Member of the Himachal Pradesh Legislative Assembly
- Incumbent
- Assumed office 8 December 2022
- Preceded by: Suresh Bhardwaj
- Constituency: Shimla

Personal details
- Born: 18 May 1965 (age 60)
- Party: Indian National Congress
- Spouse: Kusum Janartha
- Children: One Son
- Alma mater: Panjab University

= Harish Janartha =

Indian politician

Harish Janartha (born 18 May 1965) is an Indian politician from Himachal Pradesh. He won the 2022 Himachal Pradesh Legislative Assembly election from Shimla Assembly constituency representing the Indian National Congress.

== Early life and education ==
Janartha was born in Kashani village, Tikkar (Rohru) in an Indian politician family from the Shimla district. He is the son of late Roshna Janartha and late Jawahar Janartha. He did his schooling at Bishop Cotton School, Shimla, and later graduated in 1986 from the Punjab University, Chandigarh.
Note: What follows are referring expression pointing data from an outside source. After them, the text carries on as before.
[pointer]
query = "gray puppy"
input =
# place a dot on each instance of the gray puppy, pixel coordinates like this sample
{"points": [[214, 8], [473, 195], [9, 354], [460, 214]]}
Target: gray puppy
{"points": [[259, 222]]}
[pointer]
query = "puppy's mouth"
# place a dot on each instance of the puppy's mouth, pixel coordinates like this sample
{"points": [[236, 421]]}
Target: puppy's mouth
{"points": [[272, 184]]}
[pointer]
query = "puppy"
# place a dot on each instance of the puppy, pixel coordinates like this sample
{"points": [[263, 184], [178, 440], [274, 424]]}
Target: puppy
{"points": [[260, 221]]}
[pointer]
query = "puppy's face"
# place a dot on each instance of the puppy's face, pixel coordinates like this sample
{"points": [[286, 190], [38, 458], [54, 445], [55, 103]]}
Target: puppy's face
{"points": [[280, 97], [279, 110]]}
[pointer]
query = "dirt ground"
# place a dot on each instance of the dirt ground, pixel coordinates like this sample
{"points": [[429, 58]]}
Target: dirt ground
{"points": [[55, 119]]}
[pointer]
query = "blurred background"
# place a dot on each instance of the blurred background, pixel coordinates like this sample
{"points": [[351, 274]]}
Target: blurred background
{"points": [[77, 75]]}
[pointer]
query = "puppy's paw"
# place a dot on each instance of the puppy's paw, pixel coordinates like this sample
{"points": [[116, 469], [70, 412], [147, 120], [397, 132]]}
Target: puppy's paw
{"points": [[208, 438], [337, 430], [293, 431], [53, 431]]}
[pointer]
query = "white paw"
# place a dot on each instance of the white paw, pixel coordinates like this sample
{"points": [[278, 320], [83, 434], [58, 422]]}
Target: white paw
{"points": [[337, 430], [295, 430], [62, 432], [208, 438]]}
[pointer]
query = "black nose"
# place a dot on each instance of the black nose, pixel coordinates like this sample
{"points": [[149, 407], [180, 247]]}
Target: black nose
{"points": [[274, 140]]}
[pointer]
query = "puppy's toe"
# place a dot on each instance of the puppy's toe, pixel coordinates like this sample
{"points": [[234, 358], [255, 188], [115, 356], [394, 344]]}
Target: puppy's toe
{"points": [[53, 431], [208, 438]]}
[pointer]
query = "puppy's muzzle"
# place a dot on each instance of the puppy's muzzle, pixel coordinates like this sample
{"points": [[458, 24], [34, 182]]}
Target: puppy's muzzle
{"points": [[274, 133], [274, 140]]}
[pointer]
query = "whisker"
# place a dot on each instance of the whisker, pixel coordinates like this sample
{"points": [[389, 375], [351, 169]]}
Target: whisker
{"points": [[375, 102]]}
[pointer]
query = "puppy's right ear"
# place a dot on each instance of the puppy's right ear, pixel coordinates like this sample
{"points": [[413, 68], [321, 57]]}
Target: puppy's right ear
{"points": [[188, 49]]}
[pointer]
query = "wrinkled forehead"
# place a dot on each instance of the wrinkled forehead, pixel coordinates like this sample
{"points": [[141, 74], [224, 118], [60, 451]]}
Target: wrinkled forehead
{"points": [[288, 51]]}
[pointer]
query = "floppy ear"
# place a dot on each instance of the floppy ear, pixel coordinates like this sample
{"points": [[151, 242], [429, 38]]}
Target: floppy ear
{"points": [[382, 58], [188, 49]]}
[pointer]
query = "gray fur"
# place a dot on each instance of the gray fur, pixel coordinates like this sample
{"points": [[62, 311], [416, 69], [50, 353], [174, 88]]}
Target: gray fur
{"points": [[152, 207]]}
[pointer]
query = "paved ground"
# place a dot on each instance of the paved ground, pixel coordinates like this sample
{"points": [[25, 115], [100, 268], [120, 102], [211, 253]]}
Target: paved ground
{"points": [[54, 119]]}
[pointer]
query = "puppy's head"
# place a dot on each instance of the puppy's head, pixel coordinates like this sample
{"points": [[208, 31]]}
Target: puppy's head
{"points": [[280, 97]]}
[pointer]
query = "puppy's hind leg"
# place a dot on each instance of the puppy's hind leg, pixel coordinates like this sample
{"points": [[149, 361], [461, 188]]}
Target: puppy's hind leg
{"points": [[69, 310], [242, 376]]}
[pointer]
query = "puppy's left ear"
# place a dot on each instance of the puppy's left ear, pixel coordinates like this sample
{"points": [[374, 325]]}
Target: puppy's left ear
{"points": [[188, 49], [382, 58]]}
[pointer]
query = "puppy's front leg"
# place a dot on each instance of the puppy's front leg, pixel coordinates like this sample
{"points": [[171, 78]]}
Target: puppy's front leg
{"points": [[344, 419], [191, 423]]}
He married Kusum Janartha, and together they have a son.

== Career ==
Janartha was a member of the National Students' Union of India from 1982 to 1986. Later, he continued to be active in the State Youth Congress from 1986 to 1994 and the District Congress Committee in Shimla from 1994 to 2000. He served as an executive council member (finance) at Himachal Pradesh University and as an executive member of the Pradesh Congress Committee from 2012 to 2022.

He also served as a councilor of the Municipal Corporation in Shimla twice, first from 2002 to 2007 and then from 2007 to 2012. Later, he became the Deputy Mayor of the Municipal Corporation, Shimla, from 2007 to 2012. In April 2022, he became the vice president of the Himachal Pradesh Congress Committee.

He won the 2022 Himachal Pradesh Legislative Assembly election from Shimla Assembly constituency representing the Indian National Congress and defeated his nearest rival Sanjay Sood. Thus, INC won after 15 years from this constituency and BJP lost it after 15 years. In 2017, he lost as an Independent candidate while he lost to the same candidate, Bhardwaj, in 2012 on Congress ticket. He rejoined the Indian National Congress in 2019.